Il 25 aprile del 2026 sarà un’altra data da ricordare per l’America: ieri sera, attentato a Trump nella lobby dell’hotel Hilton di Washington. Un uomo già definito “un lupo solitario” ha sparato a poche centinaia di metri dal presidente che si trovava nell’albergo con la moglie Melania e lo staff di governo per un gala gremito di giornalisti. Un sabato sera che avrebbe dovuto essere una festa per la libertà di stampa, alla quale per la prima volta partecipava da presidente Donald Trump, si è trasformato in un incubo.

L’attentatore ha aperto il fuoco nella lobby dell’albergo dove si stava svolgendo la cena annuale dei corrispondenti della Casa Bianca. Nella sala, oltre a Trump e alla moglie, c’erano tutti i principali membri del governo: dal numero due JD Vance all’attorney general Todd Blanche e al capo dell’Fbi Kash Patel. Terrore tra i 2.600 giornalisti che hanno cercato di trovare riparo sotto ai tavoli e dietro le colonne di quello che è un luogo simbolo della capitale americana.

Poco dopo, ancora in smoking, il presidente ha rilasciato una dichiarazione e ha usato un tono inusualmente calmo: “La mia è una professione pericolosa”. E ha aggiunto: “Ho studiato i tentati assassinii … le persone di maggiore impatto, le persone che fanno di più sono quelle che vengono prese di mira”. E ha citato Abraham Lincoln come esempio.
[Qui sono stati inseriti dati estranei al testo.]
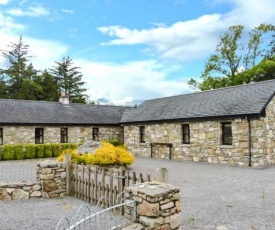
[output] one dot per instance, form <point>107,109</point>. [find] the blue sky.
<point>128,50</point>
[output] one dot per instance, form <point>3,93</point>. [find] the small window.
<point>1,136</point>
<point>142,134</point>
<point>64,135</point>
<point>185,134</point>
<point>39,135</point>
<point>227,133</point>
<point>95,134</point>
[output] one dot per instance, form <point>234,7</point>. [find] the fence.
<point>89,183</point>
<point>108,217</point>
<point>16,175</point>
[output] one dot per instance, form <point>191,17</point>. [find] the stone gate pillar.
<point>158,205</point>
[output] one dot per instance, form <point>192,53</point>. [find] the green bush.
<point>65,146</point>
<point>9,152</point>
<point>19,153</point>
<point>56,150</point>
<point>48,150</point>
<point>39,151</point>
<point>1,152</point>
<point>30,151</point>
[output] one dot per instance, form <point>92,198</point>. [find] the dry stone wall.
<point>206,140</point>
<point>51,183</point>
<point>158,205</point>
<point>76,134</point>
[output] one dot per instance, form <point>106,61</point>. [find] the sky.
<point>128,50</point>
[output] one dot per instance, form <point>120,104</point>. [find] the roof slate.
<point>37,112</point>
<point>249,99</point>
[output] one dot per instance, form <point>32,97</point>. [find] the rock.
<point>4,195</point>
<point>36,194</point>
<point>49,185</point>
<point>221,228</point>
<point>89,147</point>
<point>36,187</point>
<point>19,194</point>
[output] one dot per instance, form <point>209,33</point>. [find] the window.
<point>142,134</point>
<point>95,134</point>
<point>64,135</point>
<point>1,136</point>
<point>185,134</point>
<point>226,133</point>
<point>39,135</point>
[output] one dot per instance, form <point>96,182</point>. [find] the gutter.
<point>249,142</point>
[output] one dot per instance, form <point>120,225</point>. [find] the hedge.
<point>30,151</point>
<point>19,152</point>
<point>8,152</point>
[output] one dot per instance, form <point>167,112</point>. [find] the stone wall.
<point>158,205</point>
<point>206,140</point>
<point>76,134</point>
<point>51,183</point>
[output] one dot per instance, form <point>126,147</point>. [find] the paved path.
<point>213,196</point>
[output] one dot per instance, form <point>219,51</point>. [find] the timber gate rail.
<point>90,183</point>
<point>103,217</point>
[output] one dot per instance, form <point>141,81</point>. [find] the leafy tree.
<point>69,80</point>
<point>49,87</point>
<point>20,72</point>
<point>263,71</point>
<point>232,57</point>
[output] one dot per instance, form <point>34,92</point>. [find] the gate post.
<point>68,164</point>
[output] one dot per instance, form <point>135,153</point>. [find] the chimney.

Il presidente ha anche sottolineato di non credere che ci siano legami tra l’attentato e la guerra in Iran. Mentre si diffondono alcune critiche sulla scarsa sicurezza dell’evento, il presidente elogia invece i servizi segreti: “Hanno agito molto rapidamente”

Poi ha affermato: “Dobbiamo risolvere le nostre differenze in maniera pacifica: repubblicani, democratici e indipendenti”. E ha concluso che questo attentato dimostra la necessità di una nuova sala da ballo alla Casa Bianca: “Una stanza più grande e molto più sicura”.

Dalle prime ricostruzioni, risulta che “l’attentatore aveva diverse armi, voleva uccidere”, fanno sapere fonti ufficiali della Casa Bianca. L’uomo che ha sparato è Cole Tomas Allen, 31 anni, ingegnere californiano. Ora l’America torna ad interrogarsi: è il terzo attentato contro Trump. E, da Butler a Charlie Kirk, la scia della violenza negli Usa non si ferma.